Sarah (prénom modifié pour maintenir l’anonymat)

Je pense que témoigner de mon histoire pourrait parler aux jeunes et notamment aux étudiants en transition vers le monde professionnel. 

En effet, lors de ma dernière année de master universitaire j’ai vécu un burn out qui s’est déclaré un matin alors que je n’avais plus la motivation d’aller en cours. 

J’avais prévu de me rendre sur Paris pour voir une exposition. 

Lors de mon « voyage » en transport en commun, je suis debout. 

Je ressens de profond acouphènes, j’ai chaud d’un coup, mon ouïe se brouille. 

Je prie pour que le trajet se passe vite. 

Il me reste 15 minutes avant d’arriver à Gare du Nord. 

À peine arrivé, le train sonne l’ouverture des portes, je ne me vois pas marcher. 

Mon corps, les yeux fermés, me dirige vers le mur du quai que je prends à pleine joue. 

Je me retrouve ainsi au sol. 

Tétanisée et à bout de force. 

Je pleure. 

Je ne comprends pas ce qui m’arrive.

À partir de ce moment-là, des crises d’angoisses s’invitent chaque jour surtout pour aller à la fac. 

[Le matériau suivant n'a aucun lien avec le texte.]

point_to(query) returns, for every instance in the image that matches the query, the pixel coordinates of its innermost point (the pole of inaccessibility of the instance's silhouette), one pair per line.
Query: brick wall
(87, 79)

Je ne comprends pas ce que je fais là. 

J’ai envie d’arrêter mon master et de recommencer à zéro. 

Je vais voir une conseillère d’orientation et je lui raconte ce qui vient de se produire.

Elle me dit alors que tout cela est le résultat de mon stage que j’ai vécu intensément. 

Pendant 6 mois, j’ai travaillé 10h par jour. 

J’avais la sensation de m’épanouir pleinement sans m’arrêter. 

Le métro boulot dodo était devenu mon quotidien. 

Les petites maladies se sont multipliées, tout doucement par ci par là. 

Sans que j’y prête attention. 

6 mois après cette expérience, je me retrouvais tétanisée sur ce quai de Gare du Nord.

 

Je suis allée voir le psychologue de ma fac qui m’a appris à mettre des mots sur ce qui n’allait pas. 

Un travail thérapeutique a suivi son cours depuis. 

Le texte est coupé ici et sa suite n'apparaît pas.